Military history


A Soldier’s View of Empire

James Bodell had enlisted in the 59th Regiment at the age of sixteen, giving his age as seventeen. In 1849, when the regiment (later the 2nd Battalion, East Lancashire Regiment) was stationed in Ireland, it was ordered for foreign service. Such an order was dreaded by a regiment on a home station, for the army refused to allow wives who were not ‘on the strength’ to accompany their husbands, even though the men might be away for many years and despite the absence of any official provision for the families left behind. Only a proportion of non-commissioned officers and a very few soldiers were allowed wives ‘on the strength’. The remainder, when a regiment left for imperial duty, in this case in Hong Kong, had to fend for themselves.

Parting was therefore heartbreaking. It was, however, the common lot of ordinary soldiers and their womenfolk in all long-service armies of the period. The soldier, once enlisted, surrendered almost all his civil rights and became little better than a chattel of the state. Bodell, a man of unusual spirit as well as intelligence, deeply resented the deprivations and, within the limits allowed by military law, was adamant in sticking up for his rights. His manner impressed his superior officers, who came to respect him enough not to trifle with him. After a successful military career, Bodell settled in New Zealand, where he became mayor of the town in which he took up residence. His is a rare voice from the ranks of an army which, ruled by the lash, conquered and garrisoned an enormous empire for Victorian Britain.

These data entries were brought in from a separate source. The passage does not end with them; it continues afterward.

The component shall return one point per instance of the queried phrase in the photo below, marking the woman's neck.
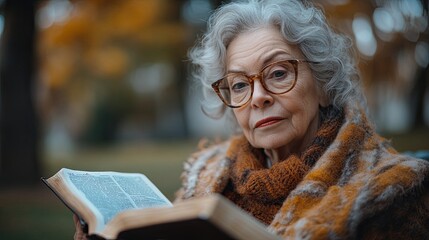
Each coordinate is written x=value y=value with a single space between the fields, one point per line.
x=279 y=154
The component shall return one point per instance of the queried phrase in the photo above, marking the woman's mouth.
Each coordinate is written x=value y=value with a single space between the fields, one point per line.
x=267 y=122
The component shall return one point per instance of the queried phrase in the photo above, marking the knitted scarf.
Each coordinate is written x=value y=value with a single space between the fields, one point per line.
x=355 y=186
x=261 y=191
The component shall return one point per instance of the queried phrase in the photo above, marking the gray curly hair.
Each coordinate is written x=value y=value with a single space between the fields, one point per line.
x=301 y=24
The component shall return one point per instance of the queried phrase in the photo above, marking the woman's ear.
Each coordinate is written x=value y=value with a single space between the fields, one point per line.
x=323 y=98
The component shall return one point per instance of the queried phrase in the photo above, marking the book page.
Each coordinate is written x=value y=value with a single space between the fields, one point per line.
x=111 y=192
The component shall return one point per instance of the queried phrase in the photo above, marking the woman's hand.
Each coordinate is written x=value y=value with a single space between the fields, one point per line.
x=79 y=234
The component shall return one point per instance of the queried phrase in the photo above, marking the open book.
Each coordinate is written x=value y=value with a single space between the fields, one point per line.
x=113 y=205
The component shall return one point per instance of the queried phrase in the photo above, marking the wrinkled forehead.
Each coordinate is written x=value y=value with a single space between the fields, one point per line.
x=256 y=48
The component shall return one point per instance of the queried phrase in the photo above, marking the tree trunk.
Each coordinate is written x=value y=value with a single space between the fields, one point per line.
x=18 y=123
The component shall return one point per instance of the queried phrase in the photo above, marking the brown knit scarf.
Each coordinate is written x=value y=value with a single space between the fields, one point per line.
x=261 y=191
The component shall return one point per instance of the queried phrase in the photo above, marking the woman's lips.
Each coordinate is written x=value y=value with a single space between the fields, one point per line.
x=267 y=121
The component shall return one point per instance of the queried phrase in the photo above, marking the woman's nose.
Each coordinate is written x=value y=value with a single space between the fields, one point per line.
x=261 y=97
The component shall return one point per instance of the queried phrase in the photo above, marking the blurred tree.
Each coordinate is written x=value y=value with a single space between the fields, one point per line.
x=19 y=158
x=92 y=61
x=389 y=50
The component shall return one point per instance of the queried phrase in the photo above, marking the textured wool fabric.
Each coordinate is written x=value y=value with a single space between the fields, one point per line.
x=358 y=188
x=261 y=191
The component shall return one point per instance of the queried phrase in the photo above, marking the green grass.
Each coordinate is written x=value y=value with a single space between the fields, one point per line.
x=35 y=213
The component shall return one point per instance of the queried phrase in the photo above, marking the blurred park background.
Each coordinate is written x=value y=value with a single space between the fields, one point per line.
x=103 y=85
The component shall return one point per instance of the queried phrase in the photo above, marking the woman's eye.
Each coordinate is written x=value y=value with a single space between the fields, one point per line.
x=279 y=73
x=239 y=86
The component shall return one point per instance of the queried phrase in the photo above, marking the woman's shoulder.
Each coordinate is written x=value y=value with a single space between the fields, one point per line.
x=206 y=170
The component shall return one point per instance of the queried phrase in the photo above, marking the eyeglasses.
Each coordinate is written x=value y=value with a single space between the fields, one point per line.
x=236 y=89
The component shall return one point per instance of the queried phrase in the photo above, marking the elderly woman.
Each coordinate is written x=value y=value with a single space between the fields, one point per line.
x=305 y=160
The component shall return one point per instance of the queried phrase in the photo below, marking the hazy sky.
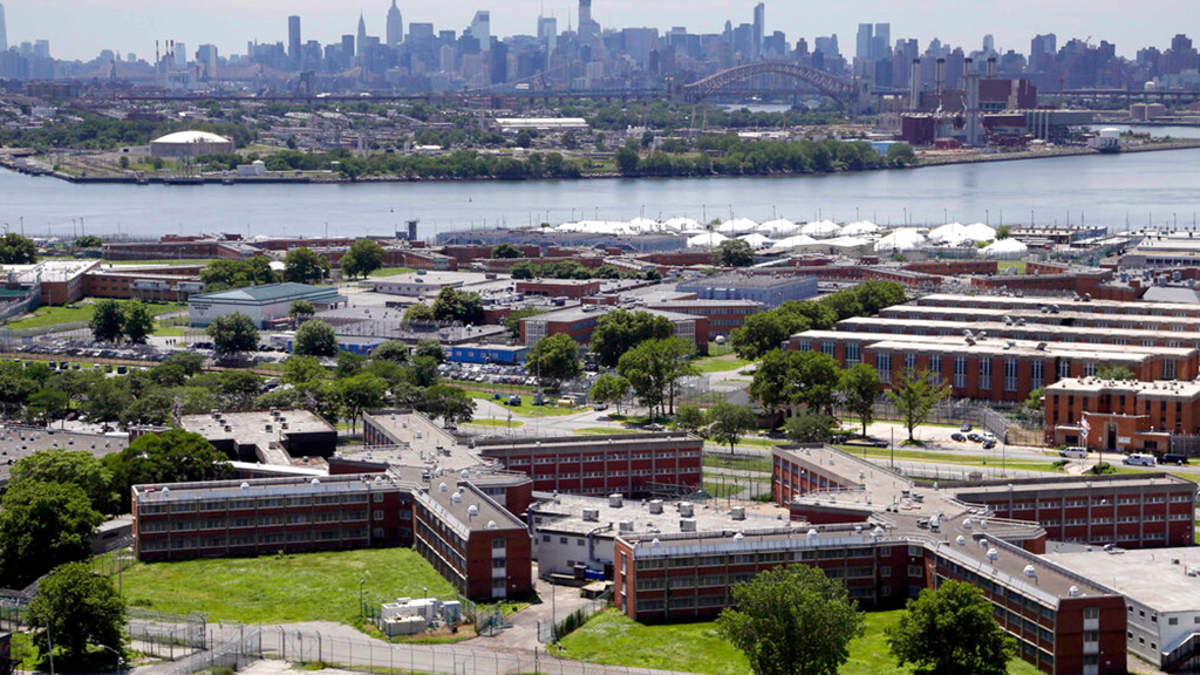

At last the Six Companies for foreign Service got the route for Cork, and off we went, the Band playing us out of Fermoy. Going through Watergrasshill a house on the Road Side wanted to charge us half Penny each for a drink of Water but the men took the bucket and got several buckets of water, and paid nothing. It certainly looked one time as if some damage would be done. This trying to extort vexed the men. Only for the officers I believe they would have wrecked the house. All the Women and Children rode on the Baggage Waggons. I was surprised at seeing so many Women on the Carts belonging to the Regt. On our arrival in Cork as usual like many others, I was off to look for lodgings. Winny [his wife] had procured these as she learnt by Fermoy the last in the field have to put up with the worst rooms. Here we stopped about three Weeks, when it was read out in Regimental Orders we should embark on Steamer, by Companies, lying at the quay in Cork to be conveyed on board HM Troopship Apollo at anchor in the Cove of Cork. Many were the inquiries about our destination, but no one knew. Some said the West Indies etc. The last night in Cork and the next day, I shall never forget. One good thing all Women left behind had their Passage paid home, whether in Ireland, England or Scotland, and our Colour Sergt. was good enough to put Winny[’s] name down. I was up all night, Winny would not leave me, and on parading next morning in column of Companies, and the Speech of our Colonel, about going on Foreign Service and if we met an enemy of our Country, that we should show ourselves as British Soldiers. Our Colonel was a fine specimen of a Soldier, six feet two inches in his Vamps, and stout broad shouldered in proportion weighing I should say 15 to 16 stone. I thought he looked grand that morning with the Waterloo Medal on his Breast. (He proved otherwise.) At last off we went the Band playing The Girl I Left Behind Me.

When we arrived at the quay, and as we were told off in Companies to go on board of the Steamer, I shall never forget that day. I could not keep Winny off my neck. I was so bothered I forgot to unfix my bayonet. The Colonel was standing one Side of the gangway, and through Winny clinging to me, my bayonet went straight to the Colonel’s Chest. He let [out] a roar (and he could roar) which brought me to my senses, and Winny was gently requested to return to the Shore. This was the last time I touched Whinny. After getting on Board, we stopped at the quay about 20 minutes, and the sight was something awful. Women and children screaming, young Girls fainting, others half mad in a frenzied Condition. I assure you Women with 3, 4 & 6 children each was left behind. Poor things it was a sad Sight to see them. Some of them expected shortly to bring another into the World. This was the 8th day of June 1849. At last off we went, and on getting on Board we were shown our living or I should say sleeping Place. 500 of us was told off for the lower deck and no Ventilation but the Hatches and round Scuttle holes, and one hammock for two men. All our Meals we had to take on upper deck with the Sky or clouds for a ceiling. We remained at anchor till June the 12th, even now we did not know our destination. The four days we lay at anchor was even worse than leaving the quay in Cork. All day long boats crowded with Women and Children, Winny amongst them, pulling around the Ship. Those four days were really miserable ones. At last we commenced our Voyage. I forgot to mention several men deserted and one man shot himself in Cork Barracks before they would leave their Wives and families.